Penyakit mata kering ini berdampak negatif pada penglihatan pengidapnya. Biasanya, penglihatan menjadi kurang baik, cenderung kabur, dan mata terasa seperti gatal. Bahkan, efek penyakit tersebut juga bisa berdampak lebih luas, yaitu pada menurunnya prestasi anak di sekolah.
Para peneliti yakin bahwa penyakit mata kering pada anak cenderung kurang terdeteksi. Karena itu, mereka menyarankan untuk mengendalikan pemakaian gadget atau smartphone oleh anak agar meminimalkan risikonya.
Para peneliti di Korea Selatan menemukan kesimpulan tersebut setelah melakukan penelitian terhadap 916 anak usia 7-12 tahun. Dari total tersebut, sebanyak 66 anak atau 6,6 persen memenuhi kriteria penyakit mata kering. Sebagai perbandingan, sebanyak 55 persen dari anak-anak itu diketahui tidak mengidap gejala penyakit mata kering sama sekali.
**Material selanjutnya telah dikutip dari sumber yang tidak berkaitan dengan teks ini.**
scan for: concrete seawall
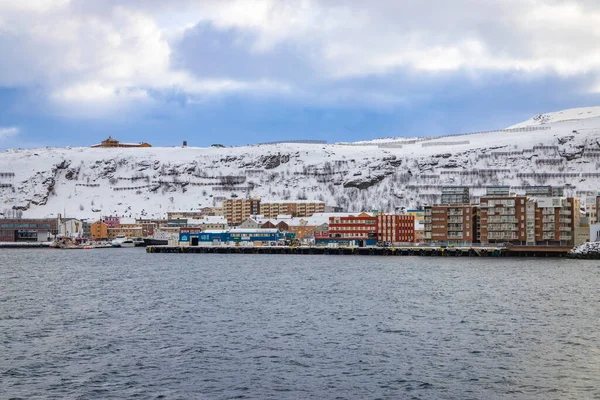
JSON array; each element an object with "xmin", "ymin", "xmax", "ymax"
[{"xmin": 147, "ymin": 245, "xmax": 572, "ymax": 257}]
Sementara itu, dari total anak yang terlibat dalam penelitian, 97 persen menyebutkan bahwa mereka memakai ponsel sekitar 3,2 jam sehari. Anak-anak yang diketahui tidak mengidap gejala penyakit mata kering cenderung lebih jarang menatap layar ponsel, yakni hanya sekitar 37 menit per hari.
Selain itu, anak-anak yang bebas penyakit mata kering juga lebih senang menghabiskan waktu melakukan kegiatan di luar ruang. Rata-rata waktu yang dihabiskan di luar ruangan sekitar 2,3 jam per hari, lebih banyak dibanding anak-anak pengidap gejala mata kering yang hanya menghabiskan 1,5 jam.